Data

Extraction and Corpus Creation

Working with The College News proved to be a valuable but challenging process, even with the help of computational text analysis tools. In order to create our corpus, we used the Python library Beautiful Soup to scrape each issue’s transcript along with other metadata from the Tri-College Libraries Digital Collections website and save it as plain text. As is typical with Optical Character Recognition transcripts generated from scanned documents, our corpus includes many errors resulting from incorrectly recognized type.

In order to combat any issues that might arise from incorrect OCR — and make the corpus more grammatically homogenous and easily searchable — some team members wrote a python script that removes accents, symbols, hyphens, and random strings of characters from the text. Our clean corpus is available on our GitHub repository for anyone to use.

Our team used a variety of tools and methods to analyze it and extract data, including the python natural language processing libraries NLTK (Natural Language Toolkit) and spaCy and Scott Enderle’s Topic Modeling Tool.

This website showcases a few of the various visualizations and projects we have created, including a map of all locations mentioned, a graph of political topics discussed in the newspaper in the 1950s and 1960s, and a wooden tactile map featuring data from commencement issues. Each of the Digital Scholarship Summer Fellows also created an individual visualization project relevent to their interests.

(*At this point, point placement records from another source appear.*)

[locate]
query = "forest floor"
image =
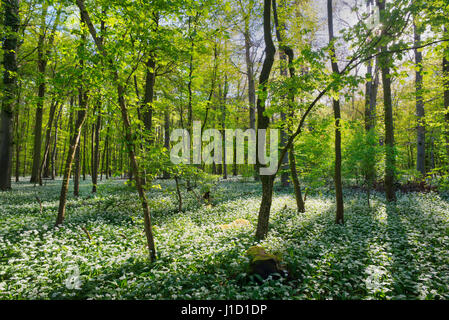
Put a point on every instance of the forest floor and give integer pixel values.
(384, 251)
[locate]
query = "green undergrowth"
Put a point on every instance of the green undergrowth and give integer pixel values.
(384, 251)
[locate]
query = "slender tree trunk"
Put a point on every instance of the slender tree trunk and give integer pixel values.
(298, 196)
(166, 175)
(263, 122)
(18, 134)
(421, 136)
(44, 167)
(53, 154)
(251, 84)
(41, 64)
(336, 106)
(74, 144)
(223, 124)
(96, 156)
(12, 22)
(446, 90)
(390, 159)
(128, 133)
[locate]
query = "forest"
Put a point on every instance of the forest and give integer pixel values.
(225, 150)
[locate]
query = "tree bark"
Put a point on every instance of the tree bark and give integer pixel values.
(297, 187)
(44, 167)
(74, 144)
(263, 123)
(421, 135)
(128, 132)
(96, 154)
(446, 89)
(336, 106)
(390, 159)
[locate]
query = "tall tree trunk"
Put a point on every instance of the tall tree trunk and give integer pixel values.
(288, 52)
(77, 171)
(12, 22)
(223, 125)
(42, 58)
(96, 155)
(446, 90)
(41, 65)
(45, 163)
(336, 106)
(298, 196)
(74, 144)
(128, 133)
(18, 134)
(263, 123)
(421, 136)
(251, 83)
(54, 154)
(390, 159)
(166, 175)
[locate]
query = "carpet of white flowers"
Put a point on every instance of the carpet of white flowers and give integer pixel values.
(384, 251)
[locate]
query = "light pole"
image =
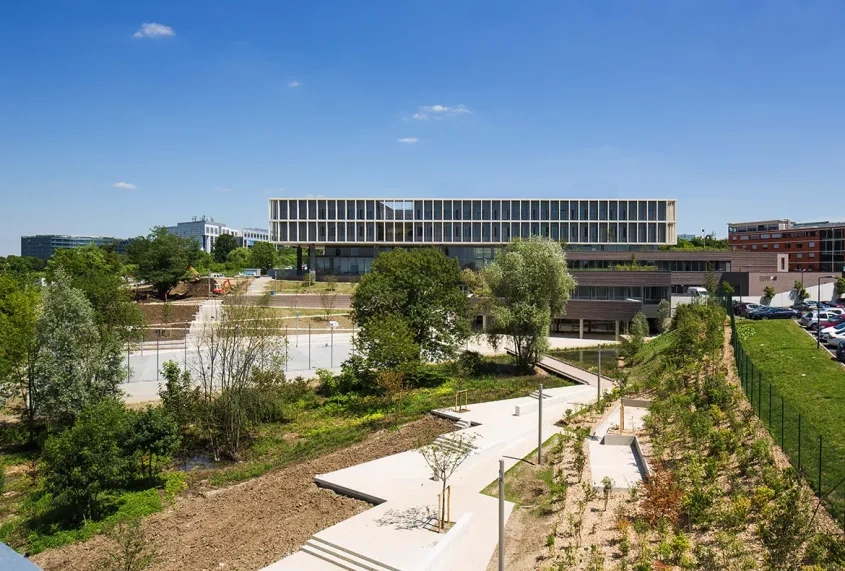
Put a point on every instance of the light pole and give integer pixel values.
(818, 311)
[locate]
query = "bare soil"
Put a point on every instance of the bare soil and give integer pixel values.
(173, 319)
(255, 523)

This chart shows the length of each College News issue. Hover over a bubble to learn more about each issue, including its date, volume and number, wordcount, number of pages, and its object identifier in the digital collection. Click on a bubble to access a link to that issue on the Tri-College Libraries Digital Collections website. The data represented includes library metadata scraped from the Digital Collections site, as well as data on wordcount of each issue extracted using the NLTK. The visualization is a Vega-Lite javascript graph created using the Python library Altair(see the data here).